The main reason is the revenue, Paule says. It’s easy money! Just put the machine in a spot where, say, another table wouldn’t fit, and you monetize an otherwise dead corner in your establishment. And it’s a couple thousand dollars more than if the bartender was playing deejay.
But there’s also a sort of HR or time-management aspect as well: Bar owners don’t want their bartenders fiddling with their phones to select songs when they could be serving customers instead. Paule also thinks that people tend to say longer if they control the music. They may have one more beer, for example. And if there’s a long line, a person is less likely to leave before the song they’ve already paid for comes on.
So, jukeboxes are still popular?
Yeah — giving customers the opportunity to play their favorite song while enjoying their favorite drink is kind of a no-brainer for a bar. “There’s something about sitting around the bar playing your favorite song, you know?” Paule says. “I think day is different than night.
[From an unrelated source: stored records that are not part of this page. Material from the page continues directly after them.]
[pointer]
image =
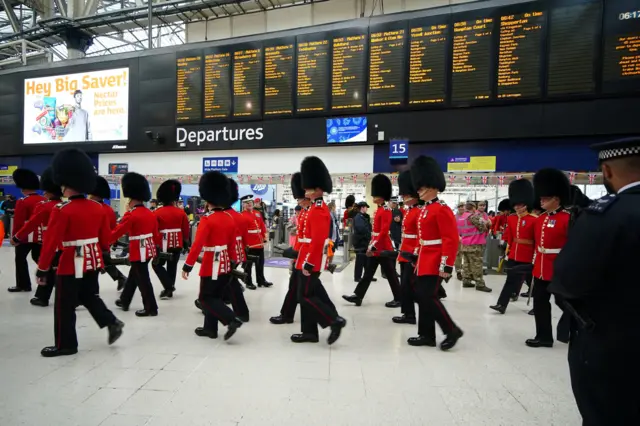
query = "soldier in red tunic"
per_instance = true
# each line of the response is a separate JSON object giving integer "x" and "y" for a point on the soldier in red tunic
{"x": 216, "y": 237}
{"x": 520, "y": 240}
{"x": 81, "y": 228}
{"x": 381, "y": 190}
{"x": 101, "y": 192}
{"x": 550, "y": 235}
{"x": 29, "y": 184}
{"x": 438, "y": 236}
{"x": 174, "y": 229}
{"x": 37, "y": 225}
{"x": 315, "y": 305}
{"x": 142, "y": 226}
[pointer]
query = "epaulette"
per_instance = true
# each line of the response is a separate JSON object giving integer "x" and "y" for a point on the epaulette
{"x": 602, "y": 204}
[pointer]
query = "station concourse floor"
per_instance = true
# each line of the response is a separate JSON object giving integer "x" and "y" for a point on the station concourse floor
{"x": 161, "y": 373}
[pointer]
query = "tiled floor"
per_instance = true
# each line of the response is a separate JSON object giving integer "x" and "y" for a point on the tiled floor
{"x": 160, "y": 373}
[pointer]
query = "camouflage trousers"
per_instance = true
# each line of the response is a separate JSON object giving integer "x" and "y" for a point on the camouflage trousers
{"x": 473, "y": 264}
During the day the people will play that one weird song from the 1980s that they really like that they haven’t heard in 10 years, but the nighttime crowd seems to play whatever type of bar it is: If it’s a country bar, that’s what they play at night.”
And so even if no one behind the bar can stand your song selection, they’re at least tolerating it because they’re making money off of it — one Def Leppard song at a time.